Mas em entrevista ao programa de rádio RaiNews24, da emissora pública da Itália, Luca Lorini, responsável pelo setor de anestesia e cuidados intensivos de um hospital em Bergamo, no norte da Itália, disse que o “tipo de paciente está mudando”.

“Eles são um pouco mais jovens, entre 40 e 45 anos, e seus casos são mais complicados”, acrescentou.

RETORNO À NORMALIDADE

Em 8 de março, duas semanas depois da morte de Adriano, o isolamento do povoado chegou ao fim. A vida voltou a circular normalmente, e, a partir de 14 de março, já não havia registros diários de casos novos de infecção. Mas isso só durou seis dias.

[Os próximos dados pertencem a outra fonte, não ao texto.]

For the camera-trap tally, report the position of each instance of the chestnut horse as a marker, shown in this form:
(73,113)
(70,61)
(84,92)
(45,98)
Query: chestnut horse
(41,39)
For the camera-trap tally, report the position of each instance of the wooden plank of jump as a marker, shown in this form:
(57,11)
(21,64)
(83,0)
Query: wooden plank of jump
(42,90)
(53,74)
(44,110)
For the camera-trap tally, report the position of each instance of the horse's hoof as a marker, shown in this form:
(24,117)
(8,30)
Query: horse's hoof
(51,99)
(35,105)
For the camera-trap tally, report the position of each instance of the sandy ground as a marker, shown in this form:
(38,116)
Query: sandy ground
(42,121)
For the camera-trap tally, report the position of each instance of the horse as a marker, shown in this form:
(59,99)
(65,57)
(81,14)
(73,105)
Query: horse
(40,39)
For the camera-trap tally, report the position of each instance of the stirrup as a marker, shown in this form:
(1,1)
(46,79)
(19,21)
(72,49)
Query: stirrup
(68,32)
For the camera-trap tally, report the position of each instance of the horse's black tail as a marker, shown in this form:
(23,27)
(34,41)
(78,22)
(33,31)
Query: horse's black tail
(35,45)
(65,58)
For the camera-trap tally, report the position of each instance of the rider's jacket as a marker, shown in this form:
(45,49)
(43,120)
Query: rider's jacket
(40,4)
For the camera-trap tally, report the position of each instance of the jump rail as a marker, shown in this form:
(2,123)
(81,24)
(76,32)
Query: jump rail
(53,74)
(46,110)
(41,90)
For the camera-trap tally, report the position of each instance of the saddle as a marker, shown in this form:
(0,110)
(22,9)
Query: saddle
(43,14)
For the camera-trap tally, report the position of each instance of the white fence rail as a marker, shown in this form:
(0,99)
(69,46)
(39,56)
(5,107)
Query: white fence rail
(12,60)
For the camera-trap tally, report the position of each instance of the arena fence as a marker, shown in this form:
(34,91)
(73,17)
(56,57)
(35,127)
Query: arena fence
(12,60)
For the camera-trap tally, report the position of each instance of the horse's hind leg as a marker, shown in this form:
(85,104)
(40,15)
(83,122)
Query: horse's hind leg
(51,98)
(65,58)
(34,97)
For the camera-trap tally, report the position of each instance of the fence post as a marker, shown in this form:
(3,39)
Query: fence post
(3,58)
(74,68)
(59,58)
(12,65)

“Era de se esperar”, afirma Crisanti. “Com que critérios se decide acabar com uma quarentena? Se isso é feito apenas baseando-se na diminuição do número de doentes, está deixando de fora todos os assintomáticos, e isso quer dizer que a doença pode voltar.”

O pesquisador admite que o experimento no povoado não é replicável em cidades maiores. Mas garante que é possível sim controlar a disseminação do vírus no âmbito de bairros, identificando rapidamente onde surgem os casos suspeitos e isolando os possíveis infectados.

Algo que a Coreia do Sul conseguiu fazer com sucesso, até agora.

Segundo especialistas, experimento somente poderia ter sido realizado em uma cidade, mas autoridades conseguem monitorar e evitar novos casos como na Coreia do Sul

Enquanto isso, a região de Vêneto acaba de lançar uma campanha paralela, também liderada pelo professor Crisanti, a fim de estudar diversas pessoas de outros grupos de risco, como profissionais de saúde, forças policiais, funcionários de mercados e motoristas de ônibus.

O objetivo, segundo autoridades da região, é realizar 13 mil exames diariamente até o fim desta semana.

Desde que Adriano morreu no hospital em Pádua, outras 6.076 pessoas perderam a vida na Itália em razão da pandemia. Na semana passada, um mês depois que ele morreu, sua família finalmente pôde realizar seu funeral.